The truly scandalous part of the story is that, during the controversy surrounding restitution, the family's former situation was distorted and the tone of the dispute became coarse and often insulting. In general, victims and their lawyers were essentially accused of greedily plundering German museums. "They say the word Holocaust and they are talking about money," wrote Bernd Schultz, the head of Villa Grisebach, a Berlin auction house, in an article in the Frankfurter Allgemeine Zeitung. He was referring to the "unscrupulous, savvy restitution lawyers."

Georg Heuberger, representative of the Jewish Claims Conference in Germany, recalls other offensive comments. "The boundaries of propriety were exceeded," he says. Heuberger considers it especially shameful that the persecution of Thekla Hess and her son Hans was downplayed. "The impression was created that they were doing quite well." Of course, Heuberger adds, there are lawyers who have since specialized in researching such cases. "The museums often make the research difficult. But how else should descendants get the information they need?"

Even if Jewish provenance can be proven, the works that are in private hands today are already virtually out of reach for the victims, because the statute of limitations for claims expired long ago.

In the end, everything is a question of morality. The privately run Kunsthalle Museum in the northern German city of Emden, founded by publisher Henri Nannen, behaved more admirably than officials for the Leopold collection. The Emden museum returned an Expressionist painting to the family of the Jewish lawyer and collector Ismar Littmann who committed suicide under the pressure of persecution and whose art collection was largely confiscated. Nowadays, this is called "confiscation as a result of persecution."

The stories that surface in the context of restitution claims are consistently tragic. Countless collections throughout much of Europe were dissolved in brutal ways, and works by Old Masters, Impressionists and classic Modernists were scattered to the four winds. The Nazis even turned a profit with avant-garde art, which they dismissed as "degenerate," by selling it abroad, often through Switzerland. When the war ended, many works from questionable sources were suddenly placed on the market.

Even today, dealing with the issue of stolen art is astonishingly difficult. Here is an example: After the Germans invaded Hungary in 1944, Baron Mor Lipot Herzog, a Budapest banker and businessman, hid the family collection of paintings, which included works by Velázquez, Renoir and Manet, in one of his factories. SS war criminal Adolf Eichmann tracked down the collection and had many works sent back to Germany. A few remained in Hungarian museums while others were sent there after the war.
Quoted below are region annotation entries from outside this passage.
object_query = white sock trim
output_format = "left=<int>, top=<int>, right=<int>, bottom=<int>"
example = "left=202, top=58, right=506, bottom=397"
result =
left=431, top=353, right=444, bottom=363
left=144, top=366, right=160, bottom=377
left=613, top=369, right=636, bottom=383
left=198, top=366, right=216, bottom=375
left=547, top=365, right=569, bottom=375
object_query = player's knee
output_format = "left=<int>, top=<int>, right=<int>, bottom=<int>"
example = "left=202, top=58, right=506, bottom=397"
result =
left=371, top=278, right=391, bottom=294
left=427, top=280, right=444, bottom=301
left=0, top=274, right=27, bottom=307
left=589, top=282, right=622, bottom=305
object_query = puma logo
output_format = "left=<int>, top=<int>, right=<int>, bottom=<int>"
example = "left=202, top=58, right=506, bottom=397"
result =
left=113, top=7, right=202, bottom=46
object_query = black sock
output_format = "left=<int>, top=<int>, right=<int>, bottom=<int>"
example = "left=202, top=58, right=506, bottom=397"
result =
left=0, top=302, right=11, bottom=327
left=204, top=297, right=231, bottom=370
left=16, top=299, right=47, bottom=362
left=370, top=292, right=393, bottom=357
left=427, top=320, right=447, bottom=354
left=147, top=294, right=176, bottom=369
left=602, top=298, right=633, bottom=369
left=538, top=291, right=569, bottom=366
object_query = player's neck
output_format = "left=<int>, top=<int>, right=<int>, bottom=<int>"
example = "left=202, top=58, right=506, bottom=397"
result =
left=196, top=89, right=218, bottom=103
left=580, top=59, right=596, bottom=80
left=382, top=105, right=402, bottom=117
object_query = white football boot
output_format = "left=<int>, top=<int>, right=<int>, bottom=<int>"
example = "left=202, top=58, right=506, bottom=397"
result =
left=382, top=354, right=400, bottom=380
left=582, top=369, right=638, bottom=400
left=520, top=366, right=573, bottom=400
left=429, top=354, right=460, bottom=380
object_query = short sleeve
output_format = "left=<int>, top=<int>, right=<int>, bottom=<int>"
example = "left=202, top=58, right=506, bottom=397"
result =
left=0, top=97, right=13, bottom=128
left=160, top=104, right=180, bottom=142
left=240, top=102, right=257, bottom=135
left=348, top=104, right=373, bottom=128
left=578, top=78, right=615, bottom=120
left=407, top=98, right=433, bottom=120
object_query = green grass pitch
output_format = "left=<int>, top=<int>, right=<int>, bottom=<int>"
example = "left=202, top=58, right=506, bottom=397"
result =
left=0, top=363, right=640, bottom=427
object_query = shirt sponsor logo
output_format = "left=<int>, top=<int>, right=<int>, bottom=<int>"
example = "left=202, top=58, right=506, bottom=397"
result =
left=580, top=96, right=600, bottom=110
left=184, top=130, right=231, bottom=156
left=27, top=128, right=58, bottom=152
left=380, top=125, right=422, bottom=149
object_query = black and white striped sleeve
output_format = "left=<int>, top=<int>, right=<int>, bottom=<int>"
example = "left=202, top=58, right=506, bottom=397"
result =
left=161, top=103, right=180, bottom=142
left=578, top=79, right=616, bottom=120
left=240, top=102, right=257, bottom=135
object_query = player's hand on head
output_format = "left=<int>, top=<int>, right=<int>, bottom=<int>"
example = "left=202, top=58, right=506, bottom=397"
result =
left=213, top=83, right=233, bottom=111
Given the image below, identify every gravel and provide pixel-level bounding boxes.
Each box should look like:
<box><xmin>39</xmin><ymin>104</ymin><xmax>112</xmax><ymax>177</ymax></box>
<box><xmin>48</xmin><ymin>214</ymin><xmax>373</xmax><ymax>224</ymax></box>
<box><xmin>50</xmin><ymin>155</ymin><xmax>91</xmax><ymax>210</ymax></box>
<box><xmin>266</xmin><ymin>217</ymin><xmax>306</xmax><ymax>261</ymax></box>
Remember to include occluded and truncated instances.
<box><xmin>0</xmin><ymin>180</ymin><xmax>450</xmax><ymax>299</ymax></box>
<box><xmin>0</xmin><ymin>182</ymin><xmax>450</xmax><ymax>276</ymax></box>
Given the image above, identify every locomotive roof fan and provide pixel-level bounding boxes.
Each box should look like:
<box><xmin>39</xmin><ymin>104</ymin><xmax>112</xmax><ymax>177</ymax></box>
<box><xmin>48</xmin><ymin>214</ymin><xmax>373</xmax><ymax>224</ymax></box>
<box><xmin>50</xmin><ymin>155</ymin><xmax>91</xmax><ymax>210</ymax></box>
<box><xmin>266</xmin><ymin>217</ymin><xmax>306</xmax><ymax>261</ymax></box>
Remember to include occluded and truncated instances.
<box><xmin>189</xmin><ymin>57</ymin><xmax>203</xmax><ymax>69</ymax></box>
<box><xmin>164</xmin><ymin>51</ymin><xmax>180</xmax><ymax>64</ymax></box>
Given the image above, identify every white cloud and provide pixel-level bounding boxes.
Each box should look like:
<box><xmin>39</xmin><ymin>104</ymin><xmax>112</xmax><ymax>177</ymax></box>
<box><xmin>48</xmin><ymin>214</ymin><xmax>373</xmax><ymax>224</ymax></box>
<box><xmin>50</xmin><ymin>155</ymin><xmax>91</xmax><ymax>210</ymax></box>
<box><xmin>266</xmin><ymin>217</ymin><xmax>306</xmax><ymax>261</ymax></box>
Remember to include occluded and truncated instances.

Herzog's granddaughter, Martha Nierenberg, now an old woman, lives in New York. She filed and won a lawsuit against the State of Hungary, and yet the works of art owned by her family and still being held in Hungarian museums were not returned.
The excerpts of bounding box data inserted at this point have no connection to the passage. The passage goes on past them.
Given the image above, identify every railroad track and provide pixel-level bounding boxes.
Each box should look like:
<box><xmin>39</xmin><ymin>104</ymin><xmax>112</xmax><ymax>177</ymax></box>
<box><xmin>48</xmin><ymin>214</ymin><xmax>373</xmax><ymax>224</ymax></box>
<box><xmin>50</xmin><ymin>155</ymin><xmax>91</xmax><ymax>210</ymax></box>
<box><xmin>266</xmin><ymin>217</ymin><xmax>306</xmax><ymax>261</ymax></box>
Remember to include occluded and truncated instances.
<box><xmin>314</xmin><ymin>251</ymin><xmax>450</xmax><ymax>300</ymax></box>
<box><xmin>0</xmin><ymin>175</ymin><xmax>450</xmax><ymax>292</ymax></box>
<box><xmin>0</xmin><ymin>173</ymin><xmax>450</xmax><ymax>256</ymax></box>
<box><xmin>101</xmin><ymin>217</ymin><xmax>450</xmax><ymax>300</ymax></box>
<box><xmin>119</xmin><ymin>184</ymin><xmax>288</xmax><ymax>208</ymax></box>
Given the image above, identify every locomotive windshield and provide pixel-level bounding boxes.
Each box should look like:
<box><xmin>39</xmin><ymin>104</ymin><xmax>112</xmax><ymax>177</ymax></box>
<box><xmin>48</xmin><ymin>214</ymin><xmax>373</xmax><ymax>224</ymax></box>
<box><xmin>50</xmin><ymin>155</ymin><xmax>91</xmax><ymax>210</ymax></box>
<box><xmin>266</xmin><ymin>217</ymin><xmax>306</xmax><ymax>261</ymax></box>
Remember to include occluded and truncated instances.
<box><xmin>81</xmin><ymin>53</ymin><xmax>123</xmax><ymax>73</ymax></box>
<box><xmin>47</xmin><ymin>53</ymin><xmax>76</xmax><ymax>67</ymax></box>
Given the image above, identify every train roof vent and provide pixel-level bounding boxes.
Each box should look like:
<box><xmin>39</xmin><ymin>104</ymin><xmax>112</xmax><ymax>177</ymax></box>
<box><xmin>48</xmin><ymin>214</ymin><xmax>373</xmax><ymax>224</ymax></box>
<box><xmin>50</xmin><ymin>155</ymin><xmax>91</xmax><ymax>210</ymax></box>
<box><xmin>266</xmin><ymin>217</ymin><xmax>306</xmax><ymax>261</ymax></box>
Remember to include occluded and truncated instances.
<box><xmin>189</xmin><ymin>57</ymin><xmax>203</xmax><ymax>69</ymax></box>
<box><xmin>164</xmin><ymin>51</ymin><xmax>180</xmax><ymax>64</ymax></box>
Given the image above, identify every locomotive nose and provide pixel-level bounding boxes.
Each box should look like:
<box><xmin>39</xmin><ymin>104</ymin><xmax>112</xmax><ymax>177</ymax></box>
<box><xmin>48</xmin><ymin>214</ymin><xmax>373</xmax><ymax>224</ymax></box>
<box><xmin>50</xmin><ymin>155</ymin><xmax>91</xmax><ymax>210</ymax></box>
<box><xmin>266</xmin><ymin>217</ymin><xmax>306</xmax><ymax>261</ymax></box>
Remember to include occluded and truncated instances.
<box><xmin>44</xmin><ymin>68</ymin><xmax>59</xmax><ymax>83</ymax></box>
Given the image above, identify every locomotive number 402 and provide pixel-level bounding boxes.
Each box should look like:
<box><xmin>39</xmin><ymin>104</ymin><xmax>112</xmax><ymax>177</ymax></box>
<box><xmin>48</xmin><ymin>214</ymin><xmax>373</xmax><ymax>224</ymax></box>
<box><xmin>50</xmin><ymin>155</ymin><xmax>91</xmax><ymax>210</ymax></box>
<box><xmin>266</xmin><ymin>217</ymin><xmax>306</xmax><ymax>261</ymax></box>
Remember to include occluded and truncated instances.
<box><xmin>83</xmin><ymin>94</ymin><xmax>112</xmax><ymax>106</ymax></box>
Now, says art detective Toussaint, the family has asked him to take on the case, but he is concerned that it would be irresponsible on his part, because he already has "enough to do for the next five to 10 years."

If all the countries that vowed, 10 years ago, to bring clarification, transparency and fair solutions to the matter would live up to their promises, the heirs' nerve-wracking struggles would finally be rendered unnecessary.

And Rudolph Leopold's collection would possibly shrink by a handful of paintings.